Roy describes Biased BBC as being being "cock-a-hoop because, lo and behold, it appears to have achieved a major climbdown". And there was me thinking my 'It looks like we've had a result' post was quite restrained - particularly since we haven't had any word from the BBC beyond the change itself, given our experience of BBC Views Online pages magically changing whenever the BBC think's no one is looking.
Roy is right about it being a major climbdown for the BBC, the revisions coming all of 48 hours after Sinead Rocks, Newsround's Editor, declared "we stand by" the previous version - and this was after she'd taken it offline for a day 'for review'. I wonder what changed between one review and the next a couple of days later.
More interestingly, Roy writes:
I tend to be, as a liberal, somewhat sceptical about claims of bias, but I have to say my breath was taken away by an extraordinary revelation on Damian Thompson's Daily Telegraph blog [referring to Biased BBC's story] about an item on the BBC Newsround website which is, of course, to inform young people.
Having recovered his breath, Roy concludes:
I think it's fair to ask the BBC to be more forthcoming about how they did do it? Was that really unconscious or conscious bias? Who was responsible? Have they been disciplined? We need to know more.

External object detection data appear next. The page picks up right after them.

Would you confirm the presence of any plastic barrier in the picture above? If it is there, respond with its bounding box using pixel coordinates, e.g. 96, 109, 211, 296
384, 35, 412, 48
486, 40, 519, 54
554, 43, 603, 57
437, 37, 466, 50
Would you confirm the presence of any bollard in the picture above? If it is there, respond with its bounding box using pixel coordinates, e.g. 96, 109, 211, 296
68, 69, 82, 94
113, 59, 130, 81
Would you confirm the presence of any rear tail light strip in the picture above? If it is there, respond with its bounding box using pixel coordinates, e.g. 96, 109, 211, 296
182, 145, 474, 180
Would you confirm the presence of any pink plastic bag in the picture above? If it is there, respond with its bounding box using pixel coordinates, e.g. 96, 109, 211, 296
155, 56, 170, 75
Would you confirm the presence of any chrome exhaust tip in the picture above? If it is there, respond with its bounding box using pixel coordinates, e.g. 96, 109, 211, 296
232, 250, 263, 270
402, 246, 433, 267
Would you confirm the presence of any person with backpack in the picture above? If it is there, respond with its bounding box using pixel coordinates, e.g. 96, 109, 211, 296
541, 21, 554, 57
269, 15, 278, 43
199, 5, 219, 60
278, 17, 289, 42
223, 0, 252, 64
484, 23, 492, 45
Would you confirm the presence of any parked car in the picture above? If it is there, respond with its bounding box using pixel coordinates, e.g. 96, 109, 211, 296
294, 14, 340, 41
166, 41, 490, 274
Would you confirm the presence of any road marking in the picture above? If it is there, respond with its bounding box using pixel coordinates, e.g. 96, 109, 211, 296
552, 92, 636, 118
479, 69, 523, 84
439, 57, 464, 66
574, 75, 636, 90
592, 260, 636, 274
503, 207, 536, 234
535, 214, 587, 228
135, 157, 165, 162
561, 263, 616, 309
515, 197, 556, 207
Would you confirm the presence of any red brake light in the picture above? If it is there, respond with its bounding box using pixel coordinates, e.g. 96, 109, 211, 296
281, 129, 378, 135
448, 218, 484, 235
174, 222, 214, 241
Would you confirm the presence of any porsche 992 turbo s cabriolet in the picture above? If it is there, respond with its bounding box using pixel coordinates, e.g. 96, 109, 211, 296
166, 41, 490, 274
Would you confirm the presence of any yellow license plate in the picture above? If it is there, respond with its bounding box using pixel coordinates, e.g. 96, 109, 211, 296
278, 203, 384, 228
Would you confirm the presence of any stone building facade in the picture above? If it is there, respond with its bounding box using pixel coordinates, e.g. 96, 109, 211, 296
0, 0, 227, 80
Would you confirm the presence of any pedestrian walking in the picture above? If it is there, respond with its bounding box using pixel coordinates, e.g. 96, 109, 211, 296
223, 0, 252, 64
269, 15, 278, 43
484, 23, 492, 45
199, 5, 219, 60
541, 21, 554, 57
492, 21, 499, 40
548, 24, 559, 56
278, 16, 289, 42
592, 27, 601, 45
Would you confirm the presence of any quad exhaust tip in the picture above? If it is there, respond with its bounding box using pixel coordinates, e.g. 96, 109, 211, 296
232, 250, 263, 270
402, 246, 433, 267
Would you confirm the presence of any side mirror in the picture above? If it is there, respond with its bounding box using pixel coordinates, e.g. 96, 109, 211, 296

Those are questions we'd like to see answered too - tellytaxpayers deserve a bit more of an explanation than just a few quiet anonymous edits. Time for another post on the BBC Editors Blog it seems.
I have a question for Roy (and his fellow BBC bias sceptics) though. Given that the version that the BBC "stood by" took Roy's breath away, what is his reaction to the newly recovered CBBC Newsround 9/11 Guide (see post below) that was online for several years, until June 2007, when the matter was first raised by Biased BBC? Thank you to Peter for the link.